LAKE CHARLES, La. (KPLC) - According to the U.S. Accountability Office, 90 percent of seafood eaten in the U.S. is imported, and they say the FDA only looks at roughly 2 percent of the imports for any issues. Jessica and Robert Templeton say they eat seafood often, but with numbers like that, they don’t want to eat fish if it isn’t domestic.
"I don't really trust foreign shrimp because you don't know if it's sanitary, you don't know the conditions it was farmed in," Templeton said.
"I think that's very important, because you never know if it's clean when it gets here," Templeton said.
But with the new law in effect that requires restaurants to disclose information about their crawfish and shrimp’s origin, it could help customers avoid eating from foreign sources. Chad Glover is the General Manager at Tia Juanita’s in Lake Charles and says he’s glad this law exists.

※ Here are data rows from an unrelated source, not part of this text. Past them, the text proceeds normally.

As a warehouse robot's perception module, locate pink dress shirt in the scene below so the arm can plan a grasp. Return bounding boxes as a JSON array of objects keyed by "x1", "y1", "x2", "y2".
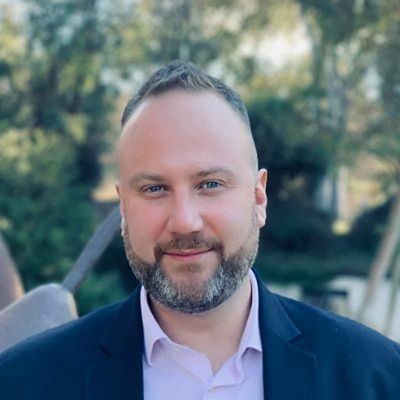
[{"x1": 140, "y1": 272, "x2": 264, "y2": 400}]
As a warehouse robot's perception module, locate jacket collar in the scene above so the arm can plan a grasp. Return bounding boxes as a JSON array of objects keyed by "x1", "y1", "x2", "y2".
[
  {"x1": 257, "y1": 276, "x2": 320, "y2": 400},
  {"x1": 84, "y1": 288, "x2": 143, "y2": 400}
]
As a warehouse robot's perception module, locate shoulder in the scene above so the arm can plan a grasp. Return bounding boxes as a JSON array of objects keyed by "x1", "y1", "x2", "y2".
[{"x1": 273, "y1": 295, "x2": 400, "y2": 366}]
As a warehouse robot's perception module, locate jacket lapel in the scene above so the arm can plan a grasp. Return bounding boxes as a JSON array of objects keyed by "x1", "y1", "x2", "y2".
[
  {"x1": 84, "y1": 289, "x2": 143, "y2": 400},
  {"x1": 258, "y1": 279, "x2": 320, "y2": 400}
]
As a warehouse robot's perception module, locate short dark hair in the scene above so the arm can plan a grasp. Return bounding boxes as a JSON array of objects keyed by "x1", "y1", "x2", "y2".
[{"x1": 121, "y1": 60, "x2": 250, "y2": 130}]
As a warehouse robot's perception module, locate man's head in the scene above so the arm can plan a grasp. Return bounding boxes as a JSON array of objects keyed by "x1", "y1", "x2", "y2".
[{"x1": 117, "y1": 62, "x2": 266, "y2": 313}]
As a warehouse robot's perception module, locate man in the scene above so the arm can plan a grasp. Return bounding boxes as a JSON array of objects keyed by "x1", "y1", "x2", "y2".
[{"x1": 0, "y1": 62, "x2": 400, "y2": 400}]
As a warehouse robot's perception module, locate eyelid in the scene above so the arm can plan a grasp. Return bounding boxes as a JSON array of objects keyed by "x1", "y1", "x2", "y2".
[
  {"x1": 198, "y1": 179, "x2": 225, "y2": 189},
  {"x1": 140, "y1": 183, "x2": 167, "y2": 194}
]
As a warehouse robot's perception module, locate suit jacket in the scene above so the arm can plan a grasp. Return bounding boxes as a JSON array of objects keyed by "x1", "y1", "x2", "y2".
[{"x1": 0, "y1": 276, "x2": 400, "y2": 400}]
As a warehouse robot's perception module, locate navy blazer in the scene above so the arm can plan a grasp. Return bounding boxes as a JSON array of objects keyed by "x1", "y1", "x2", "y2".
[{"x1": 0, "y1": 276, "x2": 400, "y2": 400}]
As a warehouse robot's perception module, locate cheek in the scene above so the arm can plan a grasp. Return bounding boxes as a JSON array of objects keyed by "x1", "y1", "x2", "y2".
[
  {"x1": 126, "y1": 201, "x2": 164, "y2": 261},
  {"x1": 208, "y1": 196, "x2": 253, "y2": 253}
]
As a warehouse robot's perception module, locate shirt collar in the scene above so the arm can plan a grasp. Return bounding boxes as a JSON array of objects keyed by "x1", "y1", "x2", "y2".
[{"x1": 140, "y1": 270, "x2": 262, "y2": 366}]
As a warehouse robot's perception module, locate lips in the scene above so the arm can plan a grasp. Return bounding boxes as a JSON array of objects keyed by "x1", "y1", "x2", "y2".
[{"x1": 165, "y1": 249, "x2": 211, "y2": 260}]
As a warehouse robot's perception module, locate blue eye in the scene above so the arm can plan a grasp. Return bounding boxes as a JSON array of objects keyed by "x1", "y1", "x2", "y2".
[
  {"x1": 200, "y1": 181, "x2": 221, "y2": 189},
  {"x1": 144, "y1": 185, "x2": 164, "y2": 193}
]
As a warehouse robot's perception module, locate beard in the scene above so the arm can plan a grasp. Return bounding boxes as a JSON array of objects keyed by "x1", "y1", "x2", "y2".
[{"x1": 121, "y1": 211, "x2": 259, "y2": 314}]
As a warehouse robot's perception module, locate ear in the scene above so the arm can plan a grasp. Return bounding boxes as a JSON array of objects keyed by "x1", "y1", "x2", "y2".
[{"x1": 255, "y1": 168, "x2": 268, "y2": 228}]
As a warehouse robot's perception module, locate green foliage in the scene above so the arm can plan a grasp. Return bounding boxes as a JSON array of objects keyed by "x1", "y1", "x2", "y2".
[
  {"x1": 76, "y1": 271, "x2": 127, "y2": 315},
  {"x1": 256, "y1": 248, "x2": 369, "y2": 287},
  {"x1": 248, "y1": 94, "x2": 334, "y2": 204},
  {"x1": 348, "y1": 199, "x2": 393, "y2": 255},
  {"x1": 0, "y1": 130, "x2": 93, "y2": 288}
]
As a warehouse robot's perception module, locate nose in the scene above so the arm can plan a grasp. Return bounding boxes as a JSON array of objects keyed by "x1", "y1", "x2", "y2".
[{"x1": 168, "y1": 195, "x2": 203, "y2": 235}]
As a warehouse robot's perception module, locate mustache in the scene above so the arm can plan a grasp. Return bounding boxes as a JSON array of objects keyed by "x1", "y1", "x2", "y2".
[{"x1": 154, "y1": 234, "x2": 223, "y2": 260}]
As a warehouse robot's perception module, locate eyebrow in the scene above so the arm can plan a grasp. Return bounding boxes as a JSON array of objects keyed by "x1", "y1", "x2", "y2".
[
  {"x1": 129, "y1": 167, "x2": 235, "y2": 187},
  {"x1": 129, "y1": 172, "x2": 165, "y2": 186},
  {"x1": 192, "y1": 167, "x2": 235, "y2": 179}
]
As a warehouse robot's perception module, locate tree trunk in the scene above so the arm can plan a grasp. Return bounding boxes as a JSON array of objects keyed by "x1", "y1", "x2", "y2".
[
  {"x1": 357, "y1": 188, "x2": 400, "y2": 321},
  {"x1": 0, "y1": 234, "x2": 24, "y2": 310}
]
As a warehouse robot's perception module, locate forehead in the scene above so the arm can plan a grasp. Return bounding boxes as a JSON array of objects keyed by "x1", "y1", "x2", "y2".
[{"x1": 118, "y1": 91, "x2": 250, "y2": 178}]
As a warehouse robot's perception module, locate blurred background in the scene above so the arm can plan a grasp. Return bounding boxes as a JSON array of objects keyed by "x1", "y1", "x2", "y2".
[{"x1": 0, "y1": 0, "x2": 400, "y2": 340}]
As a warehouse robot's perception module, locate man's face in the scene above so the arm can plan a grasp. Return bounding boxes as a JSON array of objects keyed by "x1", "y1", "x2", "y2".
[{"x1": 117, "y1": 91, "x2": 266, "y2": 313}]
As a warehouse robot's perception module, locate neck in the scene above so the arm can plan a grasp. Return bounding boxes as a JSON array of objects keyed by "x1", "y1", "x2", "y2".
[{"x1": 150, "y1": 276, "x2": 251, "y2": 372}]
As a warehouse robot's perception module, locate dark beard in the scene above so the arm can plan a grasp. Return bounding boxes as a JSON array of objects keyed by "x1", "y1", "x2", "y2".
[{"x1": 122, "y1": 215, "x2": 259, "y2": 314}]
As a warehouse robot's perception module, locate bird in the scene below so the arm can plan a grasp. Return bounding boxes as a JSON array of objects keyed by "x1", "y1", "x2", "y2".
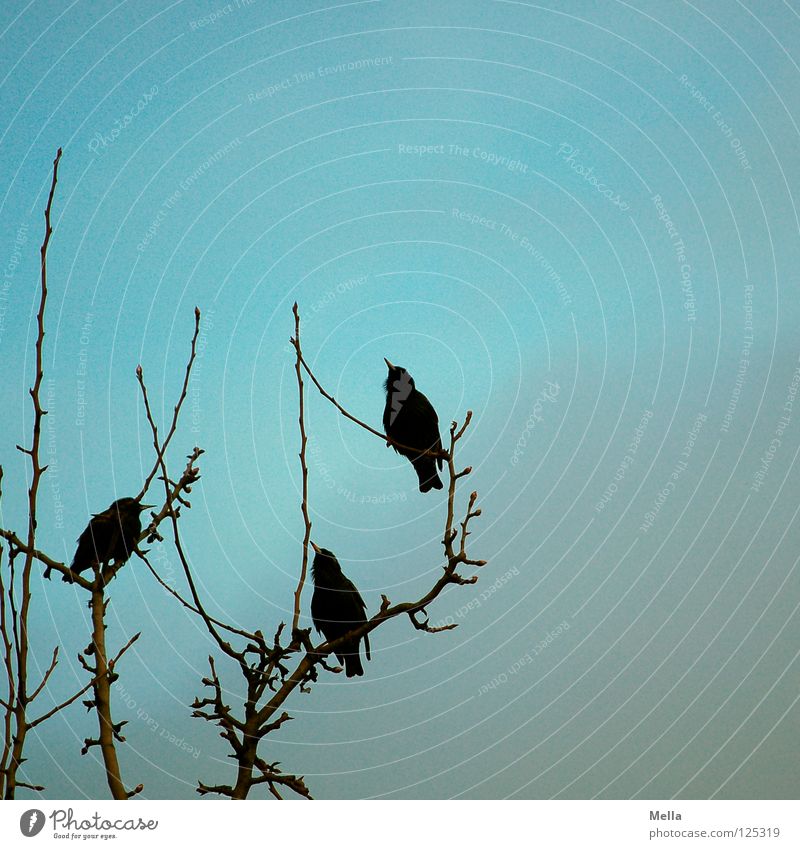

"People serve seafood from all over the place, you know Chinese crawfish is a big deal in Louisiana,” Glover said. “People expect to get what they're paying for so that's what they want. It doesn't matter, if somebody wants to know where we get anything, we're happy to tell them. Buying local is a big deal, as much as you can. You can't always do it because it's not always available, but when you can, we try to."
Templeton says this new law will hopefully encourage even more businesses to help locals in a big way.
"Knowing that you're supporting local fishers and farmers, it does make you proud to be Cajun," Templeton said.
This new law will be enforced starting September 1, 2019.